Today is Human Rights Day.

One of those UN Holidays that is super relevant if you are a copywriter for a large international nonprofit organization, but probably completely off your radar if you are not.

There are many of these days, these minor holidays, that go by unnoticed by the vast majority of everyone, taking their too-long names and bulky “celebrations” of hard, huge policy drivers with them (International Day of the Girl Child, anyone?).

Yet Human Rights Day feels relevant.

It feels important.

Yes, of course, because of the “rights” part. We need to keep fighting for those, even when the fight feels hard or downright impossible. We are in desperate need of freedom and dignity and justice.

Take a minute to read through the Universal Declaration of Human Rights—the document drafted by a global council of UN representatives 70 years ago today. These are the metrics. These are the end goals. These are the reminders that we aren’t there yet—not even close.

The Declaration outlines the rights that we should all hold—and today, in 2017, 70 years after its authoring, is more relevant than ever.

But this Human Rights Day, I’m thinking of the other part of the title.

The “human” part.

Because I think that is where we fell apart.

We have lost sight our shared humanity. We have forgotten the very core truth that at the end of the day, a human is a human, regardless of anything else.

Instead of addressing everyone as a fellow human, we immediately look for characteristics to distinguish their experiences from our own—to have something upon which to peg our guttural need for us/them.

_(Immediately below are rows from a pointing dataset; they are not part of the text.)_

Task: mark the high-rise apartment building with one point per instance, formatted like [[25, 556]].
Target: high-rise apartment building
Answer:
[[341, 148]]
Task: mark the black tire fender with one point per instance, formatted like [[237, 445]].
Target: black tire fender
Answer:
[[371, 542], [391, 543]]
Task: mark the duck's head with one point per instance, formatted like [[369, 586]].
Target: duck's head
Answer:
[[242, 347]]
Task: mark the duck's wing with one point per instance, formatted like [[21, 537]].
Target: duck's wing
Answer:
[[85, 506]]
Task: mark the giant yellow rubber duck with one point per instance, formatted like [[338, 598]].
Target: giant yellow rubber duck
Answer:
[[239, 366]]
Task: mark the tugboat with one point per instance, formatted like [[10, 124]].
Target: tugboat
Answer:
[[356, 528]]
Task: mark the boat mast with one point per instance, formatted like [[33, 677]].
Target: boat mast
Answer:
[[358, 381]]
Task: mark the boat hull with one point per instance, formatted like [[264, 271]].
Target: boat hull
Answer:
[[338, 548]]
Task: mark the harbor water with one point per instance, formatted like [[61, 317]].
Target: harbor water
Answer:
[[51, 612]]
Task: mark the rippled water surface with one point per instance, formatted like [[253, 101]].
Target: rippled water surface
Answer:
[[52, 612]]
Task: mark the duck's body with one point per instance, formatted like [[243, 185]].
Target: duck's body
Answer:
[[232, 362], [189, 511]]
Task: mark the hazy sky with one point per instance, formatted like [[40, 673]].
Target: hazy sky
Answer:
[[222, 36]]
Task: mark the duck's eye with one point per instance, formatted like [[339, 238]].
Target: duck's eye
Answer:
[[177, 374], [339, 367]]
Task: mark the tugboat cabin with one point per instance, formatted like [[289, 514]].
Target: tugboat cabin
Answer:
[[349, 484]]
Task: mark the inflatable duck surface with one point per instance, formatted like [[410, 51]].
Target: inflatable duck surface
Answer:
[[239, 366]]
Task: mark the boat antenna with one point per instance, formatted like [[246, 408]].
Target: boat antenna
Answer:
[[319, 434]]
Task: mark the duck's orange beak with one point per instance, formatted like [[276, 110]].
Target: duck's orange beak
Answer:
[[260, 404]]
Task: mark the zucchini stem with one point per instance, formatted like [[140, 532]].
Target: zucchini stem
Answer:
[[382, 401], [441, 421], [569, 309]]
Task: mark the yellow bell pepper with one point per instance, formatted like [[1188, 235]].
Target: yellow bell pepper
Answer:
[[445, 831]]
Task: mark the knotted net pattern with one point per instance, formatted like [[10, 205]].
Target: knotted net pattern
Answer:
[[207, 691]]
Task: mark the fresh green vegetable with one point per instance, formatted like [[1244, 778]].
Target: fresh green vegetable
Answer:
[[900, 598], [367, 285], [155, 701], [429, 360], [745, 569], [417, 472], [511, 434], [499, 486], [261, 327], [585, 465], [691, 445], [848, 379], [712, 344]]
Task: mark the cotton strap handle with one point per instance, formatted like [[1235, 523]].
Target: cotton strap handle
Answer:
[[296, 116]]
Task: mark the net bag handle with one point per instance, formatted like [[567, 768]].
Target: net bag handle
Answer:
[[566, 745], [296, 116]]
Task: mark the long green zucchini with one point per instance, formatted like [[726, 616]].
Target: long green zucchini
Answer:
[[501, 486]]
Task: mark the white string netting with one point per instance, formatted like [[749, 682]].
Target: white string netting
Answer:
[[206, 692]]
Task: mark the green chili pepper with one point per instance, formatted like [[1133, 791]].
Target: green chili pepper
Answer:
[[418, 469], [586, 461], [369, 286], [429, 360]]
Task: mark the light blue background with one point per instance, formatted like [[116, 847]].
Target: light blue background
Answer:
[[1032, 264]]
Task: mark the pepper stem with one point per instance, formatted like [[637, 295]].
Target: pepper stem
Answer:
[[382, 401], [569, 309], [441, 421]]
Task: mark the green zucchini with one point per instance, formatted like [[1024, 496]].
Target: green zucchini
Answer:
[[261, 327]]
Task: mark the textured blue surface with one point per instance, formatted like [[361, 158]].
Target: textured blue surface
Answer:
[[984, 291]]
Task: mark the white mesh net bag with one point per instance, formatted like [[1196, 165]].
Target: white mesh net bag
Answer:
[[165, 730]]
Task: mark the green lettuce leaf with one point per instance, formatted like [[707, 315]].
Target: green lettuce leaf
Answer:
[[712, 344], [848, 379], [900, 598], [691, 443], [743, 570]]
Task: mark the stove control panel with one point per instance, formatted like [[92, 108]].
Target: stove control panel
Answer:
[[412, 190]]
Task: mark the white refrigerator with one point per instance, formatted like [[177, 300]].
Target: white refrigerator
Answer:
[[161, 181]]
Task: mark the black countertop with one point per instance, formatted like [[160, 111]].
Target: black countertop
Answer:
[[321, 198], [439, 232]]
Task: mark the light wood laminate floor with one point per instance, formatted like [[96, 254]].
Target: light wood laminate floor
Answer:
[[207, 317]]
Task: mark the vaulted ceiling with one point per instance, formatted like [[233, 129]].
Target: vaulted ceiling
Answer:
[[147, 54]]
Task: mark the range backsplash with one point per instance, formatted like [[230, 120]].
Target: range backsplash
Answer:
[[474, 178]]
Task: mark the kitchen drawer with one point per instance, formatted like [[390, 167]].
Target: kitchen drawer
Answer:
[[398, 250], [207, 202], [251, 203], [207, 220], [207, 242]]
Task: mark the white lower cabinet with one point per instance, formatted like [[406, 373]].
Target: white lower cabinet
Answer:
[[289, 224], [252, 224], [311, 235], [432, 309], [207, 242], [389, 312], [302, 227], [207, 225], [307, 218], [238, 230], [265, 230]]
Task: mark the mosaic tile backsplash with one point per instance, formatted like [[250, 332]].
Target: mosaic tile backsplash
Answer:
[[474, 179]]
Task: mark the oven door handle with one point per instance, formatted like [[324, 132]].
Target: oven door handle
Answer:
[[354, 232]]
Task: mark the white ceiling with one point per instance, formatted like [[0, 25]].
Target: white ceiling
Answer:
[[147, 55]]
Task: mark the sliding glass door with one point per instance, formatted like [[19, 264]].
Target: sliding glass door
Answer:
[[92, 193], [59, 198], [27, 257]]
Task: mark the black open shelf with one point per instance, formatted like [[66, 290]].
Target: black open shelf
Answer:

They speak a different language.

They live in a different neighborhood.

They practice a different religion.

They have less money.

They have more money.

They eat different foods or attended different schools or look different than I do. They celebrate different holidays or wear different clothes. They voted for the other candidate.

We are not the same.

Nor should we be. There is beauty in our diverse experiences—our varied ways of experiencing and interacting with the world. And we grow by learning from those whose lives look different from our own.

But what would happen if, before we got to all the ways we are unique, we started from the place that we are similar? What if we started from our human-ness?

What if we addressed everyone—even those whose beliefs and practices and behaviors run so wildly, fundamentally opposite to our own—as humans first?

What if we looked people in the eye, pursued conversation, and asked questions? What if we sought to understand instead of convict, pursued empathy instead of being right?

What if, in order to address and achieve universal rights, we must first address and achieve universal human-ness? 

I don’t know if this is the answer, but I do know that it is a place that I can start. I can treat strangers as neighbors and neighbors as friends. I can smile and say hello and fight against my instincts to avoid, ignore, and judge.

I can recognize my own humanity, and then seek that same core human-ness in everyone else. Even in those with whom I disagree. Especially in those with whom I disagree.

It’s hard and it’s unnatural, but I am more and more convinced that it is good and right.

And this Human Rights Day is the reminder I need that something good and right is worth fighting for.